Performance of FRP strengthened full-scale simply-supported circular hollow steel members under monotonic and large-displacement cyclic loading

Abstract

Steel structures are becoming more common in engineering construction as steel possesses excellent ductility, but steel members are often vulnerable to buckling, especially under seismic or cyclic loading. Hollow structural sections (HSS) often buckle locally under loading due to their thin steel walls and the need for rehabilitation and strengthening is increasing. In the present study, circular hollow section (CHS) steel members have been strengthened with both carbon fibre reinforced polymer (CFRP) and glass fibre reinforced polymer (GFRP). Their structural performance, along with that of their bare counterparts, is investigated subjected to monotonic and quasi-static large-displacement cyclic loading experimentally.
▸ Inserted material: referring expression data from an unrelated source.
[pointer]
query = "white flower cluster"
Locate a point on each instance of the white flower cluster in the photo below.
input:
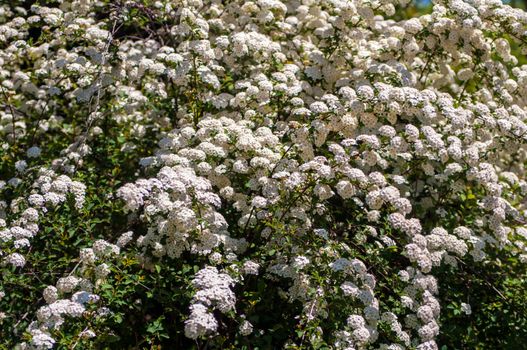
(73, 295)
(48, 191)
(214, 291)
(299, 135)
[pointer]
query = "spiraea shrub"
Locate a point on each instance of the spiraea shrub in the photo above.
(304, 174)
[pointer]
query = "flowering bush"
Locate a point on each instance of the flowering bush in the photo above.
(314, 174)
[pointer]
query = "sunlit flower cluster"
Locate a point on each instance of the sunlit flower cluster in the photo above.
(303, 143)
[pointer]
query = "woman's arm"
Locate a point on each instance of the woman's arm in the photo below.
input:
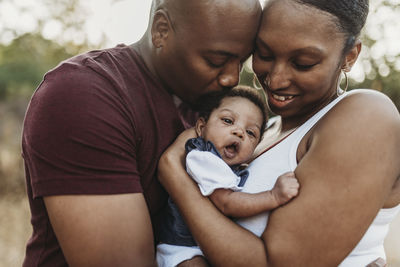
(347, 173)
(225, 243)
(239, 204)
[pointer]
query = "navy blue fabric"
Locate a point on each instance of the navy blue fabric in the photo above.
(173, 230)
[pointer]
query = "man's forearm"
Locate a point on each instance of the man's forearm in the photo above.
(239, 204)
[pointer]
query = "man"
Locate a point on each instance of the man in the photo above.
(98, 123)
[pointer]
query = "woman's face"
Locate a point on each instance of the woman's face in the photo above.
(297, 59)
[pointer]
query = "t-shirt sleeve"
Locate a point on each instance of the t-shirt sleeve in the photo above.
(79, 136)
(210, 172)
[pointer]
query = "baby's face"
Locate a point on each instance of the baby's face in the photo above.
(234, 129)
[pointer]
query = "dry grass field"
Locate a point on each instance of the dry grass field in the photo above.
(15, 230)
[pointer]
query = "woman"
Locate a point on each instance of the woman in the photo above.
(345, 150)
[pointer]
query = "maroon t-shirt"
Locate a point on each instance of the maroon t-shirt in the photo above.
(97, 124)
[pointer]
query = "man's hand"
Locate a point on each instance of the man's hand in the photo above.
(286, 188)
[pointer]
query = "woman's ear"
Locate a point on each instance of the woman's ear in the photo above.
(352, 56)
(200, 124)
(160, 28)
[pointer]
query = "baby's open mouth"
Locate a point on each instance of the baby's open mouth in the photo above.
(231, 150)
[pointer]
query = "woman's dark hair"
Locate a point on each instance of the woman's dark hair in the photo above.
(209, 102)
(350, 15)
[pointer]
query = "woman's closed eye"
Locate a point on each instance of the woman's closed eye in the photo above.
(227, 120)
(303, 67)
The types of FRP reinforcement (CFRP and GFRP) and the loading condition (monotonic and cyclic) are chosen as two main parameters in the test program. Results reveal the significant structural improvements of the strengthened CHS members under monotonic and cyclic loading. The ultimate moment capacities of the beams under monotonic and cyclic loading are enhanced by 51.0% and 35.4% respectively with CRFP strengthening and 43.3% and 31.5% respectively with GFRP strengthening compared to the bare beam. In addition, all the FRP strengthened specimens achieved higher moment capacities, rotational capacities, stiffness, energy dissipation capacities and ductility in comparison to their bare counterparts. Moreover, there is a good agreement found between the experimental and theoretically predicted ultimate moment capacities of the bare and strengthened CHSs with a mean ratio of 1.04 and a COV of 0.05.